Of the 69 percent of respondents who utilize the Internet in the site and facility planning process, nearly 80 percent are looking for data on specific locations; two thirds are seeking contact names; and more than half want to find available buildings and sites.
More than two thirds of the respondents to our 29th Annual Corporate Survey say that when making location decisions, they start the information-gathering process at least one to two years out and contact the locations of interest three to six months later. For more than 90 percent, between one and five locations make their “short list” and warrant a visit. Eighty-five percent of the respondents make a final location decision with three months to a year of contacting the locations of interest.
Fewer than half of the Corporate Survey respondents claim to use outside consultants when making location decisions. Those that do use the services of consultants employ them primarily to facilitate the real estate transaction (61 percent), perform location studies/comparative analyses (55 percent), and negotiate and manage the incentives process (47 percent).
Drawing Conclusions
Although economists project growth to continue in 2015, this year’s Corporate Survey respondents are still hesitant — 72 percent of them do not expect continuous economic growth until 2016 or 2017. Consequently, their location and expansion plans are not as robust as we had hoped.

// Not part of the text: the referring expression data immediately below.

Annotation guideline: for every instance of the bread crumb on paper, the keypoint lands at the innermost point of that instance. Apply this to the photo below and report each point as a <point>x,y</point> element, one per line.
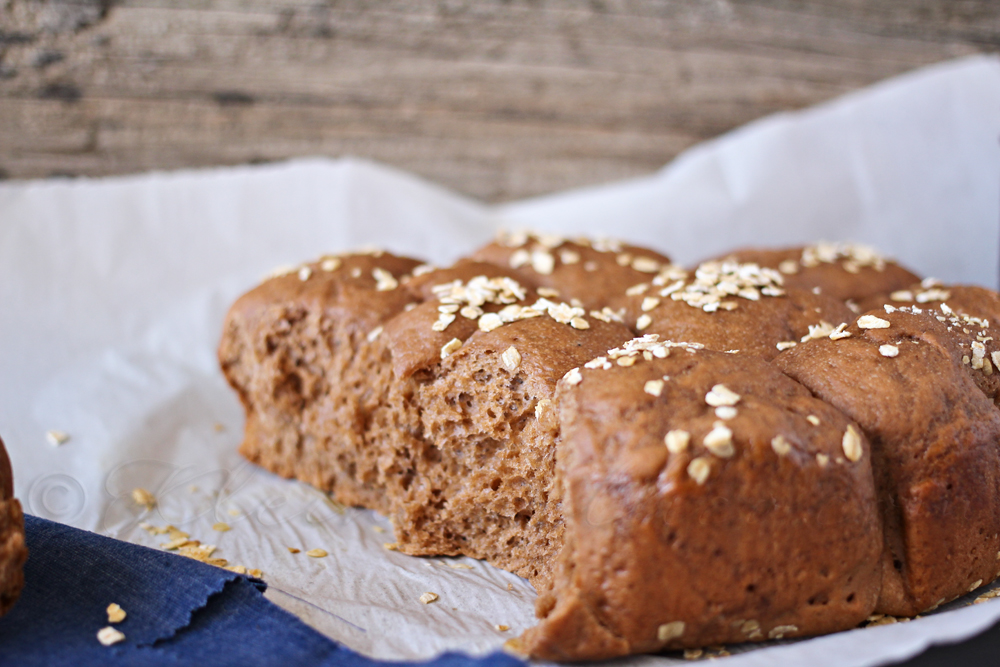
<point>56,438</point>
<point>144,498</point>
<point>115,613</point>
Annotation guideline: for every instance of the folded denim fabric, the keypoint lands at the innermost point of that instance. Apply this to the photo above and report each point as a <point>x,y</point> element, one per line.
<point>179,612</point>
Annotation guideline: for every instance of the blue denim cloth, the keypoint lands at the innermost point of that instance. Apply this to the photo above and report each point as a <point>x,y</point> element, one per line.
<point>180,612</point>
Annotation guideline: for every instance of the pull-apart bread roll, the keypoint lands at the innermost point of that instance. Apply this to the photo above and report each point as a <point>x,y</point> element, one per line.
<point>298,351</point>
<point>844,271</point>
<point>591,273</point>
<point>728,306</point>
<point>13,551</point>
<point>466,437</point>
<point>908,378</point>
<point>708,499</point>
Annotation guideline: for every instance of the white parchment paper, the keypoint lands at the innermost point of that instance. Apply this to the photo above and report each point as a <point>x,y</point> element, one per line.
<point>112,293</point>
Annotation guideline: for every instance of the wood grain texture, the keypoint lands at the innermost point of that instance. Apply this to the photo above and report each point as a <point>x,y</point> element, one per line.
<point>496,99</point>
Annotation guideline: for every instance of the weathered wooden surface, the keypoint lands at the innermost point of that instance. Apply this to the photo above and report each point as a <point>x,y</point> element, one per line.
<point>499,99</point>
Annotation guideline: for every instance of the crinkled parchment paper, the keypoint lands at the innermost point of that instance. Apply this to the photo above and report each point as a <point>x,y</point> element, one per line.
<point>112,293</point>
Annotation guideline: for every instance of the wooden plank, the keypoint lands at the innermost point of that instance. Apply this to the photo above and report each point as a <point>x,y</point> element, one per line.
<point>498,100</point>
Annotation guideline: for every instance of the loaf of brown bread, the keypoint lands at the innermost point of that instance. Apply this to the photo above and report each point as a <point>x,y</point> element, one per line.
<point>594,272</point>
<point>13,551</point>
<point>422,395</point>
<point>659,493</point>
<point>845,271</point>
<point>708,499</point>
<point>728,306</point>
<point>904,376</point>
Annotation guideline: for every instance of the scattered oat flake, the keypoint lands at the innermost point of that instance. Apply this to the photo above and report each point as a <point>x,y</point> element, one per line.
<point>511,359</point>
<point>721,395</point>
<point>108,636</point>
<point>699,469</point>
<point>670,631</point>
<point>725,412</point>
<point>677,440</point>
<point>653,387</point>
<point>872,322</point>
<point>176,543</point>
<point>115,613</point>
<point>56,438</point>
<point>840,332</point>
<point>719,441</point>
<point>451,346</point>
<point>143,497</point>
<point>852,443</point>
<point>780,631</point>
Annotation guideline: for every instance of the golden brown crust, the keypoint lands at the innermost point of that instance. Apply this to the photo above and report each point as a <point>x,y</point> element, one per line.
<point>595,272</point>
<point>13,551</point>
<point>297,350</point>
<point>842,271</point>
<point>484,426</point>
<point>934,436</point>
<point>655,559</point>
<point>729,306</point>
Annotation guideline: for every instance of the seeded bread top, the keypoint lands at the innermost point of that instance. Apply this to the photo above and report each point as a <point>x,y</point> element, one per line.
<point>728,306</point>
<point>595,271</point>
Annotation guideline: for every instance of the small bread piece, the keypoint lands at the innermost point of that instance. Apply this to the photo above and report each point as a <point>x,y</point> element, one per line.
<point>845,271</point>
<point>466,437</point>
<point>729,306</point>
<point>594,272</point>
<point>13,552</point>
<point>684,529</point>
<point>906,378</point>
<point>298,350</point>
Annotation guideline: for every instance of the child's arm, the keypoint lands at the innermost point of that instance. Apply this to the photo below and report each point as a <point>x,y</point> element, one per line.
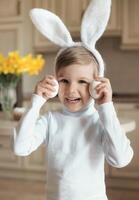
<point>116,145</point>
<point>32,131</point>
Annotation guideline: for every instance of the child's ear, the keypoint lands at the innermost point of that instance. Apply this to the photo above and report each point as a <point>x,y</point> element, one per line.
<point>94,21</point>
<point>51,26</point>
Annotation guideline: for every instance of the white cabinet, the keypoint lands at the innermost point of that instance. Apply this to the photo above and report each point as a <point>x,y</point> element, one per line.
<point>130,36</point>
<point>69,11</point>
<point>117,178</point>
<point>30,167</point>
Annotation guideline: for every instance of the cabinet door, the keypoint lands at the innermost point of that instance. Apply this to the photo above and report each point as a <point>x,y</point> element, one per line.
<point>10,38</point>
<point>114,24</point>
<point>132,170</point>
<point>10,10</point>
<point>130,39</point>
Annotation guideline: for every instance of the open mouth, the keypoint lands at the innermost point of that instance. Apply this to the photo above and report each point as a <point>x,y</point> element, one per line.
<point>73,100</point>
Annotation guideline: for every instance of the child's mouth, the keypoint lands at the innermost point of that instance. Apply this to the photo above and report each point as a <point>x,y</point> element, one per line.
<point>73,100</point>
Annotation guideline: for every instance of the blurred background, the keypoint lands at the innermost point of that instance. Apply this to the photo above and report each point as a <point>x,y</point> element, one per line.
<point>24,178</point>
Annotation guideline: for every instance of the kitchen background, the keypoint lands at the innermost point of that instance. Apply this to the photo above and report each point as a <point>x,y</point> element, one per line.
<point>120,49</point>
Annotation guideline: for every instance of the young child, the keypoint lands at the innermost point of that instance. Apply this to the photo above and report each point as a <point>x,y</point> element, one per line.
<point>78,138</point>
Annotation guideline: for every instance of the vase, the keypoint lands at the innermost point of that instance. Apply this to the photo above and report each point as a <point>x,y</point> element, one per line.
<point>7,100</point>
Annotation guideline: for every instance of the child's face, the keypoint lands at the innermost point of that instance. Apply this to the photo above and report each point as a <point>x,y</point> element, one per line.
<point>74,83</point>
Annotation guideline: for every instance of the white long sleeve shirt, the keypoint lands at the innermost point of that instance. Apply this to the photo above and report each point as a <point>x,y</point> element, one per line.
<point>77,143</point>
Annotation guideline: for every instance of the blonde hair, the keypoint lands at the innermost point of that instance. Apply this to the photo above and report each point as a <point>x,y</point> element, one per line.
<point>75,55</point>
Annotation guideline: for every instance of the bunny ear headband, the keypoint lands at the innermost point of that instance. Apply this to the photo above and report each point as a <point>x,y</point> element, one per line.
<point>93,25</point>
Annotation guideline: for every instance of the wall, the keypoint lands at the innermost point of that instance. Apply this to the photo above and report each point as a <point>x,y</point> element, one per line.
<point>122,67</point>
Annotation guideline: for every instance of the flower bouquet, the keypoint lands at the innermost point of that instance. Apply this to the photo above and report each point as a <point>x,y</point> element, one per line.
<point>11,69</point>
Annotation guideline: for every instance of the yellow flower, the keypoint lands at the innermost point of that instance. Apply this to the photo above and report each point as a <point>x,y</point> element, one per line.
<point>15,64</point>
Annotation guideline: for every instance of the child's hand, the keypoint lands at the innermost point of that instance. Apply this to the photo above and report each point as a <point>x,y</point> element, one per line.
<point>47,87</point>
<point>103,90</point>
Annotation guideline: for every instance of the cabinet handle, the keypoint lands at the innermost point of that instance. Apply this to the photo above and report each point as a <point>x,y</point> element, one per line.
<point>82,13</point>
<point>18,7</point>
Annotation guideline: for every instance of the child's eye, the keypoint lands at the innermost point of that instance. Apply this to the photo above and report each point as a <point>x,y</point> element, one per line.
<point>63,81</point>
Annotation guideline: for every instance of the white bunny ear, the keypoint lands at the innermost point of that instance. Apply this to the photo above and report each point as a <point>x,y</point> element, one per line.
<point>51,26</point>
<point>95,21</point>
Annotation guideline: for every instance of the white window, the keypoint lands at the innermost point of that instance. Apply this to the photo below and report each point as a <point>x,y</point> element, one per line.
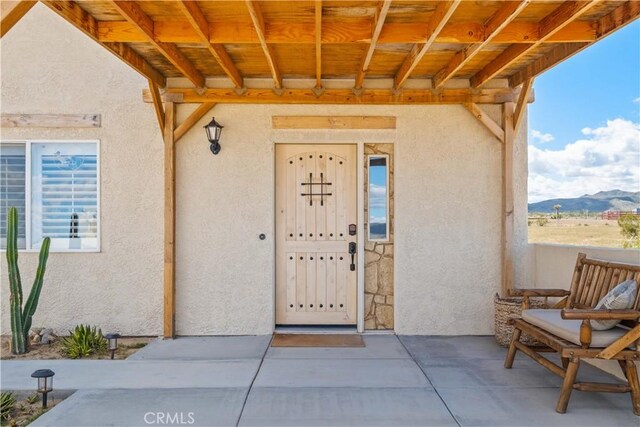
<point>55,186</point>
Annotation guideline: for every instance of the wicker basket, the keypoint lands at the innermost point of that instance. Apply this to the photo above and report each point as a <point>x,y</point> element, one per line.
<point>507,308</point>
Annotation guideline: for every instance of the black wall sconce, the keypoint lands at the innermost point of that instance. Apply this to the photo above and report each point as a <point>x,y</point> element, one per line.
<point>214,129</point>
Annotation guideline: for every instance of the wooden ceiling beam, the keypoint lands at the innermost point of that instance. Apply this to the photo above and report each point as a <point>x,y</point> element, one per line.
<point>340,96</point>
<point>86,23</point>
<point>440,16</point>
<point>341,33</point>
<point>547,27</point>
<point>619,17</point>
<point>11,12</point>
<point>258,23</point>
<point>133,13</point>
<point>492,27</point>
<point>201,26</point>
<point>318,36</point>
<point>379,19</point>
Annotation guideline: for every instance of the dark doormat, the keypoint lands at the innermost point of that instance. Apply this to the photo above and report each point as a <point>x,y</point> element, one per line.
<point>317,340</point>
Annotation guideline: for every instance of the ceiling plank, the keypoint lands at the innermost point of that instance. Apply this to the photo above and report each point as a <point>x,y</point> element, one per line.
<point>619,17</point>
<point>336,32</point>
<point>381,16</point>
<point>11,12</point>
<point>258,23</point>
<point>79,18</point>
<point>201,26</point>
<point>318,35</point>
<point>550,24</point>
<point>193,118</point>
<point>133,13</point>
<point>440,16</point>
<point>340,96</point>
<point>494,25</point>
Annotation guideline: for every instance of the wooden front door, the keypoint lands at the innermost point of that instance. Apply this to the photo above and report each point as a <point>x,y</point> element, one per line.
<point>316,275</point>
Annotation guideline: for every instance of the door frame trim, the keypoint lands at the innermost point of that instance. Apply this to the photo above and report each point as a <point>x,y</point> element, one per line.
<point>359,207</point>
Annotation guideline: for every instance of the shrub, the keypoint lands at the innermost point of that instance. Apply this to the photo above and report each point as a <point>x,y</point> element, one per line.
<point>7,402</point>
<point>542,221</point>
<point>84,341</point>
<point>630,229</point>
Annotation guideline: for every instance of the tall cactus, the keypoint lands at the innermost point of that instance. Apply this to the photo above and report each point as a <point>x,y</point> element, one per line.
<point>21,320</point>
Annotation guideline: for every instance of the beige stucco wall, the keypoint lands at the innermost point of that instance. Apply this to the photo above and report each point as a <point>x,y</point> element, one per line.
<point>50,67</point>
<point>447,201</point>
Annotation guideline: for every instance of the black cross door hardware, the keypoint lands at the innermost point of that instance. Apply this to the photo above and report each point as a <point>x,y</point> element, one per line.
<point>311,193</point>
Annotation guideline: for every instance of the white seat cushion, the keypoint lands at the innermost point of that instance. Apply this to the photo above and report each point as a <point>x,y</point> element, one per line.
<point>551,320</point>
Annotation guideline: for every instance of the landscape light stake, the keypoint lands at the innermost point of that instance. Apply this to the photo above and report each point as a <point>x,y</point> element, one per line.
<point>45,383</point>
<point>113,343</point>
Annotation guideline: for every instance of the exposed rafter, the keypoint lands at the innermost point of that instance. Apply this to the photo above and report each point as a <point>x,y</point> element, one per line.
<point>336,32</point>
<point>492,27</point>
<point>133,13</point>
<point>318,29</point>
<point>440,16</point>
<point>552,23</point>
<point>11,12</point>
<point>201,26</point>
<point>380,17</point>
<point>620,17</point>
<point>79,18</point>
<point>258,23</point>
<point>340,96</point>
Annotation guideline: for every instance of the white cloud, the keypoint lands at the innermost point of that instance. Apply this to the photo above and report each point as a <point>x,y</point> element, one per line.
<point>607,158</point>
<point>540,137</point>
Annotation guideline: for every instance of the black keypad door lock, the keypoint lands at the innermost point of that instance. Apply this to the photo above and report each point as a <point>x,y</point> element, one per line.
<point>352,252</point>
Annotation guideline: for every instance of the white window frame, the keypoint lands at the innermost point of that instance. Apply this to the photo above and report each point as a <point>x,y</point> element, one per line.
<point>386,238</point>
<point>28,178</point>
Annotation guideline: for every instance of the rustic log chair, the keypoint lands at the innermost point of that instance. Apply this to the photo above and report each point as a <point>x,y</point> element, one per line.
<point>592,279</point>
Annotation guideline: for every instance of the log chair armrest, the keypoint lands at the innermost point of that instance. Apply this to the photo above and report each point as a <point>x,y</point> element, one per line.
<point>539,292</point>
<point>581,314</point>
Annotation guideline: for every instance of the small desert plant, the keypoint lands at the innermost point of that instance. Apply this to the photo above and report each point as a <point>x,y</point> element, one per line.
<point>84,341</point>
<point>21,317</point>
<point>8,401</point>
<point>542,221</point>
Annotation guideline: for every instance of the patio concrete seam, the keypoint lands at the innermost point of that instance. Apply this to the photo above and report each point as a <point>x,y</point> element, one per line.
<point>429,380</point>
<point>246,397</point>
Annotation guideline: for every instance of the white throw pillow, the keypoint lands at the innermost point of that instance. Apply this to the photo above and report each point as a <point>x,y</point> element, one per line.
<point>621,297</point>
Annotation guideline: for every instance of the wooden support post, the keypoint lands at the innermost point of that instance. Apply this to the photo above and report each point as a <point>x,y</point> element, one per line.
<point>169,221</point>
<point>507,197</point>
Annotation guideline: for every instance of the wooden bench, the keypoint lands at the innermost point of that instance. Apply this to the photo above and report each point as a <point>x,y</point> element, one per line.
<point>571,318</point>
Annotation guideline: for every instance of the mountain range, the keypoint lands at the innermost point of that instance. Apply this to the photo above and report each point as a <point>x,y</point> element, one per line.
<point>598,202</point>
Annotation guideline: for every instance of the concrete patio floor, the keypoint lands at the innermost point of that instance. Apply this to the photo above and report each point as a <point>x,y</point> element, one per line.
<point>393,381</point>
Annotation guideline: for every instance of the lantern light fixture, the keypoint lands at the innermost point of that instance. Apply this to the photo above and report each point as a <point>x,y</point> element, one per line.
<point>45,383</point>
<point>113,343</point>
<point>214,129</point>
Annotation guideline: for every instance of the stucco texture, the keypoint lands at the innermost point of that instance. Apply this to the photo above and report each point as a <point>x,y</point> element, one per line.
<point>447,201</point>
<point>50,67</point>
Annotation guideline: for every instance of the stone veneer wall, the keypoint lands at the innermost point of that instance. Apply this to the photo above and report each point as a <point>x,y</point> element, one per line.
<point>378,269</point>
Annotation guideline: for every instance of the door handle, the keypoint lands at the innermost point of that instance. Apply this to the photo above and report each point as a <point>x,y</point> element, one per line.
<point>352,252</point>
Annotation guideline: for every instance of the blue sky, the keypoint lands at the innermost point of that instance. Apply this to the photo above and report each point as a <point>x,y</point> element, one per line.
<point>584,127</point>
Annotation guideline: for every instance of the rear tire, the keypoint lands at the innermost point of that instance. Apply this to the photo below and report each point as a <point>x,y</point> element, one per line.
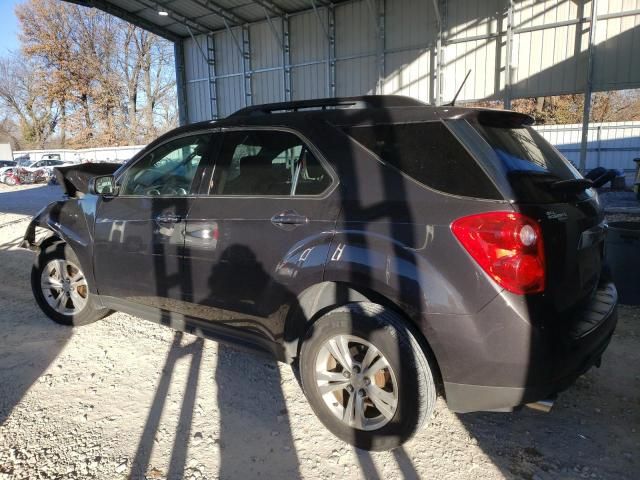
<point>61,289</point>
<point>387,392</point>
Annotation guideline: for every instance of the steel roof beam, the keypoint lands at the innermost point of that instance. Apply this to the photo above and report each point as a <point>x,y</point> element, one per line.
<point>128,16</point>
<point>272,7</point>
<point>222,12</point>
<point>190,22</point>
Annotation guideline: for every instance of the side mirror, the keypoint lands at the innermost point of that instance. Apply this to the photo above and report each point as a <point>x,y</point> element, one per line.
<point>104,185</point>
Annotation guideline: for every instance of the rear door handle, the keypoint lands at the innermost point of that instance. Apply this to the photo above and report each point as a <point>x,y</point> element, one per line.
<point>289,219</point>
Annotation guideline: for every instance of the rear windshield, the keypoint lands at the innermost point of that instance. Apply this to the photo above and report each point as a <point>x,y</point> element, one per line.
<point>430,154</point>
<point>530,163</point>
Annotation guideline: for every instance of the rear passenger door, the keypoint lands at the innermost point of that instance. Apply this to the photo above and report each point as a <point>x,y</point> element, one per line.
<point>260,230</point>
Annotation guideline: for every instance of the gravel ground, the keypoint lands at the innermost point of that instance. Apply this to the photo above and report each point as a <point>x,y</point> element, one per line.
<point>125,398</point>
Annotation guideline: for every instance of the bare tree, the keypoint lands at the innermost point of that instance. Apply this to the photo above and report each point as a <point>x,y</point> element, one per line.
<point>21,96</point>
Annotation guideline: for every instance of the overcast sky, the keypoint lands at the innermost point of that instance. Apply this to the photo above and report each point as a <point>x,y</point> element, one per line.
<point>8,26</point>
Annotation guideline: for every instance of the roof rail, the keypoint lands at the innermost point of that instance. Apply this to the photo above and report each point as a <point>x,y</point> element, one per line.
<point>365,101</point>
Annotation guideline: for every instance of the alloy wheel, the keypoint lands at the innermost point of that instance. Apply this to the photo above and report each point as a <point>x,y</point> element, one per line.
<point>356,382</point>
<point>64,287</point>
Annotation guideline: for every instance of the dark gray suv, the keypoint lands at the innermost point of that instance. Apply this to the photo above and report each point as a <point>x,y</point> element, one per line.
<point>387,249</point>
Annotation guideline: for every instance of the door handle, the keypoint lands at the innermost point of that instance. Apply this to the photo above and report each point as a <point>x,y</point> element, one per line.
<point>289,220</point>
<point>168,218</point>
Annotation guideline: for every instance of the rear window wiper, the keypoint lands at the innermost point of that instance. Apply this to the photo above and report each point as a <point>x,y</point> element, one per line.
<point>573,185</point>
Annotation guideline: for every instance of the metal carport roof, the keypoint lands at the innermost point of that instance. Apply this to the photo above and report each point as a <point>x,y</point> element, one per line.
<point>192,17</point>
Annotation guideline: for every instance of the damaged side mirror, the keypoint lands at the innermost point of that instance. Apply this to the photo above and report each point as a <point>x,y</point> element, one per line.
<point>103,185</point>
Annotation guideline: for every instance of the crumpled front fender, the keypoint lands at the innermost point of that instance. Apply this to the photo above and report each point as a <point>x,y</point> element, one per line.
<point>45,218</point>
<point>69,220</point>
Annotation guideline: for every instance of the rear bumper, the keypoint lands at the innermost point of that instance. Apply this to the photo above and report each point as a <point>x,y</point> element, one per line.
<point>555,358</point>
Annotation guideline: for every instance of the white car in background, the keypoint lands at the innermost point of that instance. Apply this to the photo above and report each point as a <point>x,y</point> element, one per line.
<point>3,173</point>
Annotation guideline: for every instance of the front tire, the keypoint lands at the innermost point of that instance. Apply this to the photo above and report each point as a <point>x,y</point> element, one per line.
<point>61,289</point>
<point>366,377</point>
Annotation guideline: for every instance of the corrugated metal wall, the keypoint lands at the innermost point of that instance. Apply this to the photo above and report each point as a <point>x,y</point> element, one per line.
<point>390,46</point>
<point>610,145</point>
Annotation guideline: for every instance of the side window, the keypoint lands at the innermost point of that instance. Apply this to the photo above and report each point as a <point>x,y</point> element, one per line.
<point>430,154</point>
<point>168,170</point>
<point>274,163</point>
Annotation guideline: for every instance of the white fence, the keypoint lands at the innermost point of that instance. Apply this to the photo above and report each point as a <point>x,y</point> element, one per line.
<point>106,154</point>
<point>611,145</point>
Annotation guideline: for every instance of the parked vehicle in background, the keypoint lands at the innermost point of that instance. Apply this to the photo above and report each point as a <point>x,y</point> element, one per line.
<point>6,151</point>
<point>23,160</point>
<point>46,165</point>
<point>380,245</point>
<point>4,172</point>
<point>24,176</point>
<point>51,156</point>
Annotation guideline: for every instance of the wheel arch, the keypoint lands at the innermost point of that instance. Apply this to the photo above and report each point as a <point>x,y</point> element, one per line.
<point>321,298</point>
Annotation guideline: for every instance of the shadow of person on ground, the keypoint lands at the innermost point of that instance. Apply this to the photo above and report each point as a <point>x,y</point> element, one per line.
<point>255,433</point>
<point>177,462</point>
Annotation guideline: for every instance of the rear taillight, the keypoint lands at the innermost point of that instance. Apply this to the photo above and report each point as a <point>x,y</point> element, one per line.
<point>508,246</point>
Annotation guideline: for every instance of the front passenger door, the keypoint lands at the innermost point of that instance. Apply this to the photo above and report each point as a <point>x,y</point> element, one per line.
<point>271,198</point>
<point>139,233</point>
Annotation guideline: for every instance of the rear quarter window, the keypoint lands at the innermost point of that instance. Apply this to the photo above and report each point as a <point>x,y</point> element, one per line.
<point>430,154</point>
<point>530,163</point>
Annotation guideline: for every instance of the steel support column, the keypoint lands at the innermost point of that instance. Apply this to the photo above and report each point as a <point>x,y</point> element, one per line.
<point>213,87</point>
<point>331,18</point>
<point>588,88</point>
<point>178,51</point>
<point>439,8</point>
<point>246,65</point>
<point>508,58</point>
<point>378,12</point>
<point>286,59</point>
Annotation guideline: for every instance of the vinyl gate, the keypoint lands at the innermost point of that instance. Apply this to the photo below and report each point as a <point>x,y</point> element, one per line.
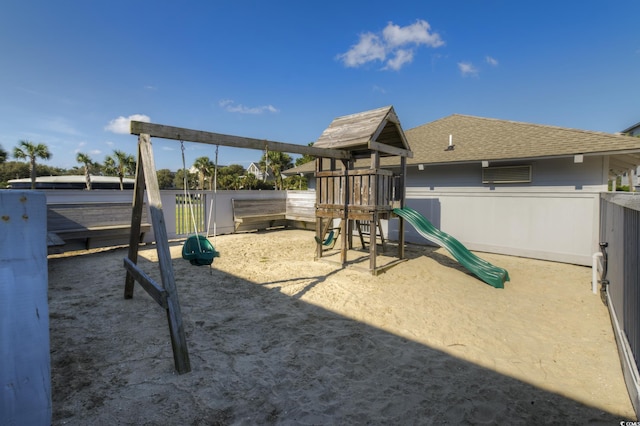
<point>620,230</point>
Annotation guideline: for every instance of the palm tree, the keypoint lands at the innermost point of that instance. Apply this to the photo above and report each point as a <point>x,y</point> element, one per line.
<point>121,165</point>
<point>204,166</point>
<point>86,161</point>
<point>28,150</point>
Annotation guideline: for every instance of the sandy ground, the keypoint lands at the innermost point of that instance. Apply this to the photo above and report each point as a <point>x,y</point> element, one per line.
<point>276,338</point>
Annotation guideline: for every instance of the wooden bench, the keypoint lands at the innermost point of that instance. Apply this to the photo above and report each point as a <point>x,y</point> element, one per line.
<point>91,225</point>
<point>256,215</point>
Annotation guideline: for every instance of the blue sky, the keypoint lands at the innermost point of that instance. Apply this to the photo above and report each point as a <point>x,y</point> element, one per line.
<point>74,72</point>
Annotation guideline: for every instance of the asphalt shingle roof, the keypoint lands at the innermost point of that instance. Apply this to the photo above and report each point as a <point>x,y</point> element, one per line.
<point>477,139</point>
<point>480,139</point>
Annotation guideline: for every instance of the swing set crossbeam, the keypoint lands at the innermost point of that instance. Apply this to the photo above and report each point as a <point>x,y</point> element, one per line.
<point>182,134</point>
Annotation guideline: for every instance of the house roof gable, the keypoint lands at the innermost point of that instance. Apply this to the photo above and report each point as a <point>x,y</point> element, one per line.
<point>478,139</point>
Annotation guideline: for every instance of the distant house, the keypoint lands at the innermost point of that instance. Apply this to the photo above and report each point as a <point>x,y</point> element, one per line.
<point>632,131</point>
<point>71,182</point>
<point>255,170</point>
<point>511,187</point>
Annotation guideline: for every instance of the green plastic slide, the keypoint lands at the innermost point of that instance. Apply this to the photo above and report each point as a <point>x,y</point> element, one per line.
<point>492,275</point>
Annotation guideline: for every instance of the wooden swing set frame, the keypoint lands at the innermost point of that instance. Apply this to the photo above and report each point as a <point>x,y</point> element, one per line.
<point>165,294</point>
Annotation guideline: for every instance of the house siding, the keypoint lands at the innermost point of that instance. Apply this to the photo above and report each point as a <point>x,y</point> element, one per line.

Perhaps their confidence will be bolstered by the fact that consumer spending, which accounts for more than two thirds of U.S. economic activity, advanced at a 4.3 percent pace in the fourth quarter of 2014 — the fastest since the first quarter of 2006, and up from 3.2 percent in 2014’s third quarter.
“The level of consumer sentiment supports our view that consumer spending will kick the year off on a robust foot after the drop in energy prices left consumers’ wallets full,” noted Bricklin Dwyer, an economist at BNP Paribas, New York, in a Reuters news release. But although the drop in oil prices is putting more money in consumers’ pockets and boosting their spending on other products, on the flip side, economists warn that energy-producing regions could suffer job losses.
Nonetheless, business investment in equipment has increased 8.6 percent over 2014 — more than double the 4.2 percent annual average from mid-2011 to mid-2013. Inventories have also increased at an annual rate of $75.3 billion, as compared to the $46.6 billion average increase for 2012 and 2013. And, most importantly, hiring is up. As stated in beginning of this piece, 2.9 million jobs were added from the December 2013 to December 2014 period. The number of job openings in the U.S. is at the highest level since 2001 and this should translate to increases in wages and even more spending on durable goods such as furniture, appliances, and vehicles. Notably, 16.4 million vehicles were sold in 2014, the highest volume since 2006.
“Over the long term, where the consumer goes, the economy goes,” concludes Michael Gap, chief U.S. economist at Barclays. If this upward economic trajectory continues, we expect our 30th Annual Corporate Survey to reveal more new facility and expansion activity to fulfill consumer demand.